При послѣднемъ словѣ, она слегка понижаетъ голосъ.
— Мнѣ, кажется, вамъ нѣтъ причины быть одной, — говоритъ онъ рѣзко.
— Конечно, — спокойно, но не безъ горечи отвѣчаетъ она, — я могла бы взять компаніонку.
— Я не то хотѣлъ сказать.
— Такъ вы, вѣроятно, намекаете на то, что я моту выдти замужъ?
— Понятно, почти грубо отвѣчаетъ онъ, лихорадочно обрывая травинки;- но что же больше?
Она качаетъ головой.
— Это возможно, но невѣроятно.
Новая пауза. Въ долинѣ начинаетъ подниматься густой туманъ.
— Надѣюсь, — говоритъ онъ, тяжело и неровно дыша, — что вы не давали необдуманнаго обѣта, а если дали, то нарушьте его какъ можно скорѣй.
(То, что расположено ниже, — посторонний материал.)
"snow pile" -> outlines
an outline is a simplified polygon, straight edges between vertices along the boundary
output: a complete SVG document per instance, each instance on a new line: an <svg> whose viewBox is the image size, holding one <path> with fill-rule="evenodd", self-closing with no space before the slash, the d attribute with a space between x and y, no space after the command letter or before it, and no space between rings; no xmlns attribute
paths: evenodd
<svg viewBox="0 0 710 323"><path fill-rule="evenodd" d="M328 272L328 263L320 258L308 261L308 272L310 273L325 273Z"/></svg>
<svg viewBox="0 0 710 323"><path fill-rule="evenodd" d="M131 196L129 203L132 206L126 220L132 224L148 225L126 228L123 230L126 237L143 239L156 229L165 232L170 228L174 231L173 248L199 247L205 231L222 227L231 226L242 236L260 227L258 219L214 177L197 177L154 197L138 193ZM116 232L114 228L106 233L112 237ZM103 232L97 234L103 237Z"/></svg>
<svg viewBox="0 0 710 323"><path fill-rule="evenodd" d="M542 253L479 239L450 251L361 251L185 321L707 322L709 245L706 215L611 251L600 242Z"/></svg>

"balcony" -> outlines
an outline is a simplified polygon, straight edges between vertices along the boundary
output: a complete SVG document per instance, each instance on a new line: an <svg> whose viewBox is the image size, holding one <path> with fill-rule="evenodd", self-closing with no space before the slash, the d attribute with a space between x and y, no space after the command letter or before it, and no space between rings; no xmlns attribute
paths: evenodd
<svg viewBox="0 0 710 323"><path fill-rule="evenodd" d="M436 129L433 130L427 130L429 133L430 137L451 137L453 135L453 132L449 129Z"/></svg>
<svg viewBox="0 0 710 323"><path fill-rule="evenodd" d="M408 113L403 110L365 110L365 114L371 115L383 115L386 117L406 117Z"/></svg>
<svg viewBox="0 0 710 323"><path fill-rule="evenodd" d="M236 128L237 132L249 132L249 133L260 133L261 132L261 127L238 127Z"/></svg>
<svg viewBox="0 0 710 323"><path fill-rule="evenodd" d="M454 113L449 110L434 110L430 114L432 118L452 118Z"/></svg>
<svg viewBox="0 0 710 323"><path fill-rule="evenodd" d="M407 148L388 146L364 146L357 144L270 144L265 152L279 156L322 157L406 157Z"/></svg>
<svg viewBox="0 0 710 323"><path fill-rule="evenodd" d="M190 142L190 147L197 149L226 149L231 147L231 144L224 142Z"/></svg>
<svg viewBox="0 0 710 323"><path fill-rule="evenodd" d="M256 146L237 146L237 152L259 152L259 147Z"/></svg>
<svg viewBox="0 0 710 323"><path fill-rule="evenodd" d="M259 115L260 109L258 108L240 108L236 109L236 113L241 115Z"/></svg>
— Обѣта я не давала, — отвѣчаетъ она, поднимаясь съ покрытой росою травы.
— Не думаю, чтобъ перспектива не извѣдать того, что есть въ жизни лучшаго, улыбалась мнѣ больше, чѣмъ всякой другой дѣвушкѣ моихъ лѣтъ.
— Очень радъ это слышать, — говоритъ онъ, весь блѣдный.
— Но несмотря на это, — степенно продолжаетъ она, качая бѣлокурой головкой, — мнѣ почему-то думается, что я останусь такой какъ есть, до послѣдняго дня моей жизни.
Кончивъ, она поднимаетъ на него глаза, взоры ихъ встрѣчаются, и, въ теченіе долгаго мгновенія, онъ съ невольной и безмолвной страстью заглядываетъ ей въ самую душу. Но страсть эта не находитъ словъ. Вскорѣ она отворачивается.
— Становится поздно, идемъ.
Они спускаются съ горы, не говоря ни слова.
Десять минутъ спустя она слѣдила за нимъ изъ окна, пока экипажъ его не скрылся среди сгущавшихся сумерекъ.
— О, гордость противная! — воскликнула она, сжавъ руки въ порывѣ безсильнаго страданія;- одна, одна ты между нами!
VII
Проходить много времени, Бернетъ не показывается въ Марло, хотя продолжаетъ гостить у Тарльтоновъ; обѣ сестры навѣщаютъ Джильяну, но докторъ тщательно избѣгаетъ ея общества. Тяжело ложится ей на сердце мысль о его равнодушіи. Судьба, въ другихъ отношеніяхъ, къ ней очень милостива: она лишилась еще дальней родственницы, которая оставила ей довольно значительное наслѣдство въ земляхъ, домахъ, акціяхъ одного банка, но къ этому благополучію она совершенно холодна — что въ немъ толку, когда главнаго нѣтъ.